幼馴染の愛が重すぎて、僕の家の鍵が毎週増える件
冰藍雷夏(ヒョウアイライカ)
第1話 君は僕のストーカー
「……また、増えてる」
高校二年生の僕、佐藤
手の中にあるキーケースには、昨日までなかったはずの『最新式の防犯鍵』が追加されている。

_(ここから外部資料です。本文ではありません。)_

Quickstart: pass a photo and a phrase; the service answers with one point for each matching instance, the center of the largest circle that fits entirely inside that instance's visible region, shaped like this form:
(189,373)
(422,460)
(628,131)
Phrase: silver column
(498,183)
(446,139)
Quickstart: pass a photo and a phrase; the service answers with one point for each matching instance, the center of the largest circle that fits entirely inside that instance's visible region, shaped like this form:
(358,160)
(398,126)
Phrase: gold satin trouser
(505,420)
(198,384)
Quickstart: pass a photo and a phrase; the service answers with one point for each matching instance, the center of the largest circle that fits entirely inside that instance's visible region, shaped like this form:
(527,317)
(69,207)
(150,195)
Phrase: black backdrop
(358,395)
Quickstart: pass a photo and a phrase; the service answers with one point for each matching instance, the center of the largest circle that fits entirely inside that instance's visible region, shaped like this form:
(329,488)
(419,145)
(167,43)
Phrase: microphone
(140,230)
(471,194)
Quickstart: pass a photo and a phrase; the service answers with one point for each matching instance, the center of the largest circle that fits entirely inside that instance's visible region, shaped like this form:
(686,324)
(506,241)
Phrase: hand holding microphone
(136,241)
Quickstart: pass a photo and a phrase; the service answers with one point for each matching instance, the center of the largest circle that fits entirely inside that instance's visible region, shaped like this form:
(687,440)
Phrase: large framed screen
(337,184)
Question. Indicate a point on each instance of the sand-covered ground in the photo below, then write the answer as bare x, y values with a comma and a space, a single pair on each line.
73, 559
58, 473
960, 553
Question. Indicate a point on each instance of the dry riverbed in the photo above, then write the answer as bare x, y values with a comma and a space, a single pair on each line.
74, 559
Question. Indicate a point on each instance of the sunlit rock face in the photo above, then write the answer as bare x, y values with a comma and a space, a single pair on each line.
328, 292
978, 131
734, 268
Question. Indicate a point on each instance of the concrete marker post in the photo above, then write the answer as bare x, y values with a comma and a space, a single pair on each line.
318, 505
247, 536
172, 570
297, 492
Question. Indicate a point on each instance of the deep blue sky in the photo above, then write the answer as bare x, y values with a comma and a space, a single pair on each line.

これで僕の家の鍵は合計六つ。もはや金庫室の扉を開ける勢いだ。
「おかえりなさい、和馬くん! 今日は三分十二秒、帰宅が遅かったね?」
リビングのソファで、僕の幼馴染——
彼女は学校一の美少女で、成績優秀、品行方正。……ただし、僕への執着心が「銀河系レベル」であることを除けば。
「愛良……また勝手に鍵を付け替えたのか?」
「勝手だなんて心外だな。最近、近所で不審者(和馬くんに挨拶した女子生徒)が出たって聞いたから、セキュリティを強化しただけだよ?」
「それ、ただのクラスメイトの鈴木さんだよね?」
愛良はニコリと微笑むと、僕の首筋にスッと手を回した。少しだけ冷たい指先が肌に触れる。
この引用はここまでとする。